On a Tuesday morning in 2015, mother-of-two Korina Valentine went to her local GP after having fallen unwell a day earlier. She was vomiting, and struggling to walk, but the doctor sent her home with suspected gastro to rest up.
Overnight, her condition drastically deteriorated, and in the morning her husband Daniel, 31, rushed her straight to the emergency room. Little did they know that she wouldn’t leave hospital for another 10 months.
Korina, now aged 30, had contracted sepsis, a deadly infection – commonly referred to as blood poisoning – which occurs when the body’s response to infection injures tissues and organs.
By Thursday, she was in a coma. Four months later, she woke up to discover both of her arms and legs had been amputated.

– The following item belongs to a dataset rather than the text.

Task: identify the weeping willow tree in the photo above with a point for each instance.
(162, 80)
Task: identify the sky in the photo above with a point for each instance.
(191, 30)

“I was healthy and enjoying life as a mum,” Korina said. “I had no idea what sepsis was until it nearly killed me.”
That year, the Southern Highlands, NSW, mum became one of the 18,000 Australians who are diagnosed with sepsis annually. It’s a disease that kills about 5000 people each year – more than the national road toll, which was 1225 in 2017. And of those that survive sepsis, half are left with a disability or a lifelong impairment.
Korina considers herself one of the lucky ones, having survived the ordeal, but that didn't make it any less terrifying for her and her young family.